The pressure to “tell your story” is so strong out there because it has been proven that you can not experience true peace and happiness if you are burdened by secrets of the past.  The thought of expressing my true self and sharing my story has always scared the hell out of me.  Why?  I can’t risk people finding out what goes on in my head and learning what bad things have happened to me.  What would they think? How could I function once my secrets are out?  Enter silence and secrecy – the breeding ground for SHAME.  There is that familiar word that has  accompanied me through my whole life.  Why do I let it control me so?  Well that is what my friend Brene is going to help me with because she is a shame expert!
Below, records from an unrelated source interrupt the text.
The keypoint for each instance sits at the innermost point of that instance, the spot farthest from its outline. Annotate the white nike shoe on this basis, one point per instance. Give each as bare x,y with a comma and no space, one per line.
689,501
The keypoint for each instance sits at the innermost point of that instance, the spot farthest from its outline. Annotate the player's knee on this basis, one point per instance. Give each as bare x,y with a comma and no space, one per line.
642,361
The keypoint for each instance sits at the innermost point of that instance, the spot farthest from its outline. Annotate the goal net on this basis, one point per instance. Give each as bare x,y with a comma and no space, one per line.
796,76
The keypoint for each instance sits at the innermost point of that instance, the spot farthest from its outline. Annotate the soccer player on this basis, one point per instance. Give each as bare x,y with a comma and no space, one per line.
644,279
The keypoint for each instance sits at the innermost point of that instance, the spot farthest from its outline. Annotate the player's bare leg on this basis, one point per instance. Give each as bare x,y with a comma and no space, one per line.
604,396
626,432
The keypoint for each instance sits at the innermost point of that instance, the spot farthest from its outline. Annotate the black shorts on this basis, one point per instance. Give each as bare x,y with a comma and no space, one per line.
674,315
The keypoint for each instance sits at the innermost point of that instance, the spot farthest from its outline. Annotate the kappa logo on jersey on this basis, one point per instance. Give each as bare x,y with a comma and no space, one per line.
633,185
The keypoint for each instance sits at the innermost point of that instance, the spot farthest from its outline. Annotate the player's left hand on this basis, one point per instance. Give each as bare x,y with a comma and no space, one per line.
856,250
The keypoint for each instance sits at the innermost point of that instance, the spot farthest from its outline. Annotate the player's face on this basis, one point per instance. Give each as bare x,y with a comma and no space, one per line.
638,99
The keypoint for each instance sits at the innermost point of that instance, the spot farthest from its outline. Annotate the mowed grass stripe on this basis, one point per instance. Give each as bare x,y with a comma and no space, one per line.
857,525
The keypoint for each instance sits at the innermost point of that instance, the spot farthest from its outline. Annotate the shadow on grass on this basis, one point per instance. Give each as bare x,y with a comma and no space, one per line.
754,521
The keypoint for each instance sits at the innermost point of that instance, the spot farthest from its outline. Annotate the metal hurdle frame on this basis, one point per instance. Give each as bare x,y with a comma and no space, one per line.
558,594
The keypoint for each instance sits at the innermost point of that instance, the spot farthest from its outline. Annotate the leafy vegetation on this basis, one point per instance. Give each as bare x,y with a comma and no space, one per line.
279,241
Thank the Lord I found her.  If I can make it through this process alive, there is hope for peace and serenity in my future.

They say that traumatic experiences hold their power as long as they are kept safely in silence.  Which pisses me off, of course.  My many attempts to rid myself of the lingering affects of childhood trauma and self hate caused by verbal, emotional and sexual abuse have only resulted in depression, anxiety and despair.  I have learned to function alongside this shame and self hate through most of my adult life with some help along the way – (I’ll save that for another post – some good and some not so good).  However, it has become increasingly difficult over the past couple of years and the walls are crumbling a bit.

I am resiliant and I must keep trying until I can  see the other side – I have so much in my life to be grateful for and I don’t want to keep living it with a black cloud over my head.  What is the alternative, right?  While I don’t deny the periodic thoughts of ending it all, something has always held me back – mostly guilt.  Living this way is not good for me, my husband or my kids.  It has been a rough few years.

What is my plan?  Well after a weekend full of pulling my hair out  (a lovely coping skill I have had for years) and feeling sluggish and tired I need to prepare for my therapy appointment tomorrow.  My head hurts so bad, I just put ice on the raw area of my scalp.  What has caused this relapse?  I was on a good path a couple months ago, doing a local boot camp with friends.  But results were not showing because I was also struggling with slow recovery from surgery earlier this year.   Other things also came up that triggered my PTSD which sent me into a bit of isolation.  Thank God for my therapist, Sheryl, she has really helped me from spiraling out of control.  I am making progress and she is pushing me to step out of my comfort zone to seek help and support.

I have to push forward and show up, even though I want to crawl back into bed and pull the covers over my eyes. Earlier today I just felt like giving up, checking out.  The depression monster returning to convince me I am not going to beat this.  I won’t if I don’t seek help – I can not longer fight this battle on my own – need to find a support system, outside of just my therapist’s office.

Dig deep and pull out some courage, Sheila.  Remember, courage doesn’t mean fearless,  courage means facing your fears and taking action in spite of them.